The poems came quickly and formed the spine of the story. I began working on songs to go with it and for some time, I was collaborating with a friend on some recordings. That didn’t seem to gell and we both abandoned the project and, except for now and then, our collaboration (on friendly terms).

I shelved the whole thing for a few months because I was tired of it and needed some space. This week, I returned to the story and began doing some recording myself, trying to lay down tracks for the 12 or so songs and recording the podcasts of the poems. I felt as if I were stepping back into an old book.

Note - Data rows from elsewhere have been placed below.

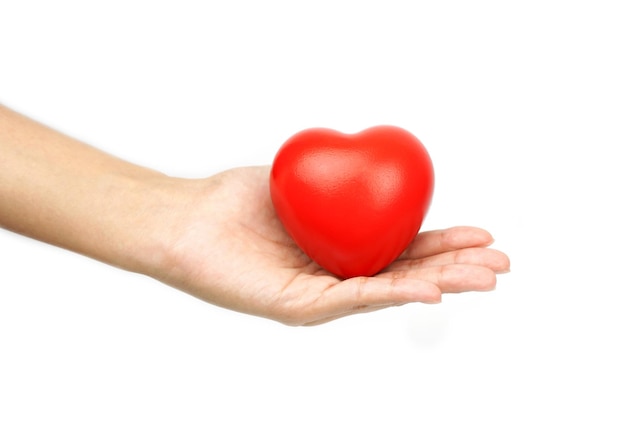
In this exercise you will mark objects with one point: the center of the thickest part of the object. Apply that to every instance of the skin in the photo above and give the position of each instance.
(216, 238)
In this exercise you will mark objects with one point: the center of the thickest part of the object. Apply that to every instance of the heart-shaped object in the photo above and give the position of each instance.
(352, 202)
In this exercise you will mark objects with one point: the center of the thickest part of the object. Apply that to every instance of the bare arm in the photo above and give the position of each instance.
(218, 238)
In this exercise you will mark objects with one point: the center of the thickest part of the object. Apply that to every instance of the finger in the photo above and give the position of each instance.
(362, 293)
(368, 309)
(491, 258)
(435, 242)
(450, 278)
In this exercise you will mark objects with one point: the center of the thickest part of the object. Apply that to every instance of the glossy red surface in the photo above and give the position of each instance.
(352, 202)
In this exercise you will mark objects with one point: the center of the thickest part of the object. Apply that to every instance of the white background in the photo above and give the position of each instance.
(522, 107)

But I still foresee a narrative problem with the story. There are too many gaps. I purposely have left many holes in the life story because I want the reader/listener to have to reach and think and come to their own conclusions. But I noticed too many holes and wondered what to do. This is part of what led me to step away earlier this year.

Yesterday, I had one of those “why didn’t I think of that before” moments and realized that the voice of the girl was missing and that she could be used to shine a light from another perspective. Her story is being written in prose, as short fiction pieces.

I feel happy to have found a solution to a vexing problem and am viewing the character swirling around in my head.

Peace (in the solution),

  1. The concept of your story is very cool. I have a cousin with Asperger’s, who is preparing for his senior year in college. Growing up (and likely still) he was teased and never really had a group of friends, except for one girl he met in grade school. She helped shepherd him through the travails of high school, stuck up for him in front of bullies, and still hangs out with him when they return from college. He and his parents are very thankful for her friendship. Fitting in is still a struggle for him, but he knows how to work hard how to find help.

    • Thanks, Mike. I struggle with not stereotyping my character and hope I can do my character some justice. I appreciate the story of the friend, too. I’ll keep your story in mind as I develop mine.